KELLY, C.J. (dissenting).
I dissent from the Court’s order denying defendant’s application for leave to
appeal.
Defendant pleaded guilty of receiving or concealing stolen property valued at over
$100 and unlawfully driving away an automobile. He was sentenced to two to five years
of imprisonment for both convictions.
Defendant filed a motion for relief from judgment, which the trial judge granted
by order dated January 6, 2006. Upon receiving a copy of the order, the Department of
Corrections (DOC) wrote the judge, opining that the court should not have granted the
motion. After a second letter and a call to the judge’s secretary from the DOC, the judge
issued a new order dated November 20, 2007, vacating the January 6, 2006, order.

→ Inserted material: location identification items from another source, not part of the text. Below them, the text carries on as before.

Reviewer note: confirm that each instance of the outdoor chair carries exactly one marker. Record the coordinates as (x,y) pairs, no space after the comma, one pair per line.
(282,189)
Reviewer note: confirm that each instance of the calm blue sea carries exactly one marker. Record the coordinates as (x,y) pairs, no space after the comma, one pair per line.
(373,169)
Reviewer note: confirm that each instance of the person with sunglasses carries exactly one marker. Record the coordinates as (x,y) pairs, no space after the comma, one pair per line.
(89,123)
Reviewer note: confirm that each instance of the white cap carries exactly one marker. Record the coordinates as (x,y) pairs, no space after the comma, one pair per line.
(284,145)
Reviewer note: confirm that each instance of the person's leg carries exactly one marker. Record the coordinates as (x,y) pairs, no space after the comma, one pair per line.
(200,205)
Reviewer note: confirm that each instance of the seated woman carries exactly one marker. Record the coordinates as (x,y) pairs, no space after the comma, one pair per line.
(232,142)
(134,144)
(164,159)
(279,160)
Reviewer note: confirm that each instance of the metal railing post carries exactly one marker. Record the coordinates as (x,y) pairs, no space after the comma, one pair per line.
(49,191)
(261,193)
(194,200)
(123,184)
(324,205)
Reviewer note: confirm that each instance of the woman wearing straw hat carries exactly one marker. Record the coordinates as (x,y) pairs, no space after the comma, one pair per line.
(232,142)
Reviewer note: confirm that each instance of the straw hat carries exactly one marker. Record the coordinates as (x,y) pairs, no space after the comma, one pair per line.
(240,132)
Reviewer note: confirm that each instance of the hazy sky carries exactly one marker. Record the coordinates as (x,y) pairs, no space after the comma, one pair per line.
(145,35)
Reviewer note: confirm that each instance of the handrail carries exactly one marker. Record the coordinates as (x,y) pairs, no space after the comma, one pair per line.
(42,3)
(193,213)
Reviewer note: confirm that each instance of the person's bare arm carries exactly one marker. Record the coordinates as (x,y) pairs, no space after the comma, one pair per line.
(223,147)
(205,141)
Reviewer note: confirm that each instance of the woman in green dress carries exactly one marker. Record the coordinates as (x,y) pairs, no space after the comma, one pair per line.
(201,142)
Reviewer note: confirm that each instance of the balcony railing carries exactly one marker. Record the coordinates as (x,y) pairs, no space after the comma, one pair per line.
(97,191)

Defendant received a copy of the DOC letters, but the court provided him neither notice
nor an opportunity to be heard before issuing the November 20, 2007, order.
2
MCR 6.435 governs the correction of mistakes in judgments. It allows a court to
correct clerical mistakes on its own initiative. However, there was no clerical mistake in
this case. Instead, the trial court corrected what it believed to be a substantive mistake
two years after the original judgment of sentence was entered.1
What is central to this appeal is the fact that the court failed to provide defendant
notice or an opportunity to be heard as required by MCR 6.435(B) before vacating its
order. No authority exists for a trial judge to sua sponte vacate a final order outside the
appeals process solely on the basis of a communication with a nonparty such as the
DOC.2
For these reasons, the trial court’s November 20, 2007, order should be vacated.
The January 6, 2006, order should be reinstated, and the trial court should communicate
with the DOC to determine if defendant is entitled to be released.
CAVANAGH, J., joins the statement of KELLY, C.J.
1
In order to correct a substantive mistake, a court must discover the error before the
judgment has been entered and give the parties an opportunity to be heard. MCR
6.435(B).
2
People v Holder, 483 Mich 168 (2009). In Holder, we held that a court may not
unilaterally rely on a letter from the DOC to modify a defendant’s sentence. Such letters
are merely advisory in nature.
I, Corbin R. Davis, Clerk of the Michigan Supreme Court, certify that the
foregoing is a true and complete copy of the order entered at the direction of the Court.